How North American is that engine?
Mexico says (and Canada agrees) that if an automaker qualifies an engine as North American, using the Component Method or Super Core Method described above, then the value of the engine assigned to the car counts as 100% North American. That would be true, say Canada and Mexico, even if 25% of that engine originated outside the CUSMA region, overseas perhaps.
Mexico and Canada also contend that all parties involved in the negotiation understood this to be the case when they signed the agreement. The U.S. disagrees that it agreed to this. They say automakers must conduct two separate calculations to determine conformity with CUSMA’s rules of origin.
In the U.S. opinion, flexibilities are available to automakers who wish to qualify a Core Part and then export it duty free, but that does not entitle them to roll up the value when quantifying North American content in a car (i.e., to treat it as 100% North American in origin). Instead, the U.S. contends, the automaker must calculate the content again for each Core Part, with no flexibilities allowed.
Both sides in the dispute are at loggerheads. Despite months-long efforts to resolve the impasse, including consultations prescribed under Chapter 31 of CUSMA, fingers have been pointed and no one is budging. This Chapter 31 dispute is the final course of action, leaving the matter to a three-person arbitration panel whose decision is binding.
Implications of the CUSMA dispute
It would be foolish to venture a guess at who will win at this point. Unlike the clear and present danger that a U.S.-only EV tax credit will have on Canada’s auto industry, the consequences of a U.S. win in this dispute is still unclear.
Automakers are naturally concerned. If the U.S. wins, the new interpretation significantly tightens up the math in “Made in North America.” In extreme cases, supply chains will need to be rejigged to ensure compliance. Depending on the costs associated with compliance, that may trigger other indirect effects on the continental industry of concern to Mexico and Canada.
For example, automakers may determine that the cost of complying with CUSMA rules of origin is higher for them than paying the tariff (a mere 2.5% for cars exported into the U.S.). In that case, the entire North American auto trade architecture falls apart.
The window is open for governments to put the policy tools in place to deliver on this massive industrial transformation project—one that might set the template for what a just, sustainable, and worker-centred transition can look like.
Automakers may also decide it is less costly to in-source supply parts work to the U.S.—by a wide margin, the largest of the three auto sales markets on the continent. Building and selling in the U.S. market will help avoid these trade “irritants,” but it would also leave Canada and Mexico in a vulnerable spot.

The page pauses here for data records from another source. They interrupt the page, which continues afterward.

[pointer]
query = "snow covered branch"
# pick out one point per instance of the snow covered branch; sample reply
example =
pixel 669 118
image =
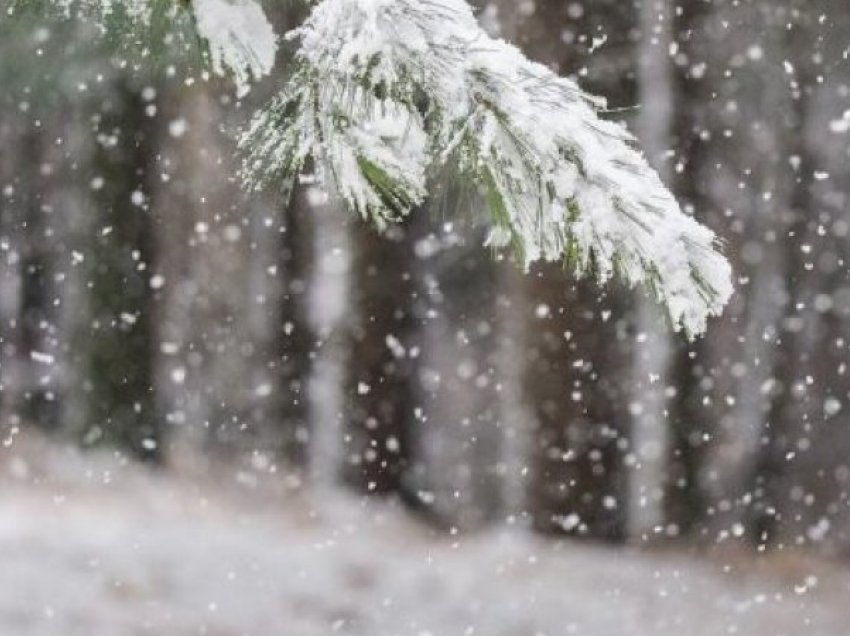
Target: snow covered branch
pixel 388 91
pixel 385 93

That said, it is unlikely a dispute over content rules will boil over into a full-scale trade war. For one thing, given the heavy concentration of production in North America, most automakers likely already pass the stricter regional value content tests in CUSMA (as interpreted by the U.S.). For another, more content that is North American means more jobs and investment, a win for workers.

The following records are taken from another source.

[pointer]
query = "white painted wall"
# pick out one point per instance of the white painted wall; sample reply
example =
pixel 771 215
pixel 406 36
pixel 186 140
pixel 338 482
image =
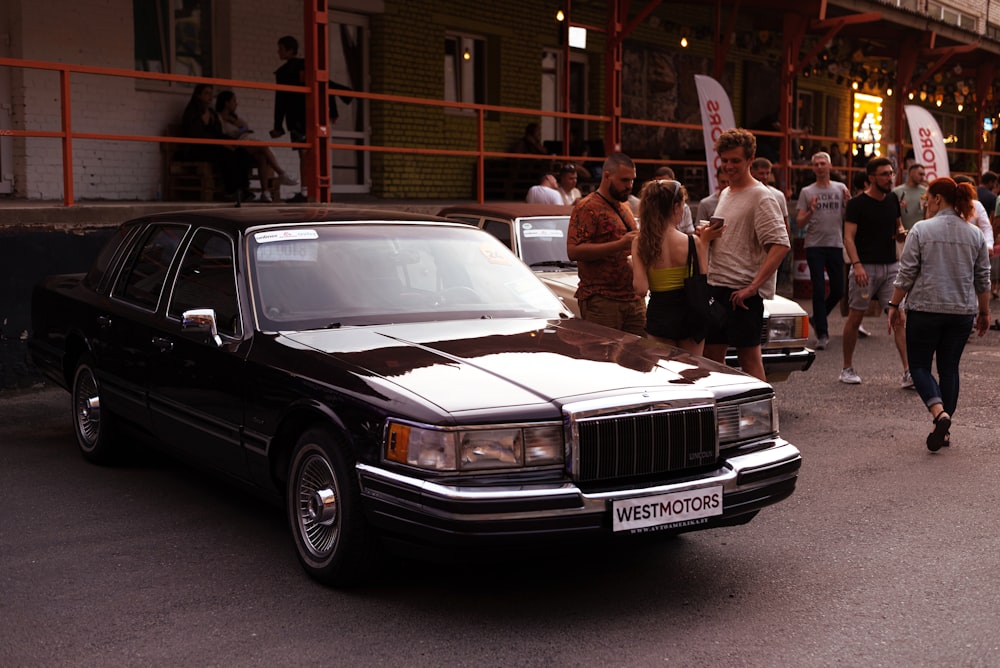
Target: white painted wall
pixel 99 33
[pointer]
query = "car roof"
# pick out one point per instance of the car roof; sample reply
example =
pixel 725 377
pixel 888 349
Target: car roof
pixel 507 209
pixel 240 218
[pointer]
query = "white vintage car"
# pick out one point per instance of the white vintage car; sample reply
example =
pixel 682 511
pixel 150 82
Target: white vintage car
pixel 537 234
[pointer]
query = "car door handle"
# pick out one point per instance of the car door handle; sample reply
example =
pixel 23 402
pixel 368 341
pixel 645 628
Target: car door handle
pixel 164 345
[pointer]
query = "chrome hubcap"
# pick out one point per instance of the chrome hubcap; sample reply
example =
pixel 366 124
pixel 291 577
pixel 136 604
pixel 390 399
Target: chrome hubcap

More importantly, this latest trade dispute pales in comparison to other significant headwinds facing the North American industry, including a global semiconductor shortage, production backlogs, a hyper-competitive investment climate and tightening labour markets.
Trade diplomacy and trade enforcement are not sufficient to meet these challenges. For that, Canada has to seize the opportunity to rebuild its auto industry as a global leader, driven by clean technology. The window is open for governments to put the policy tools in place to deliver on this massive industrial transformation project—one that might set the template for what a just, sustainable, and worker-centred transition can look like.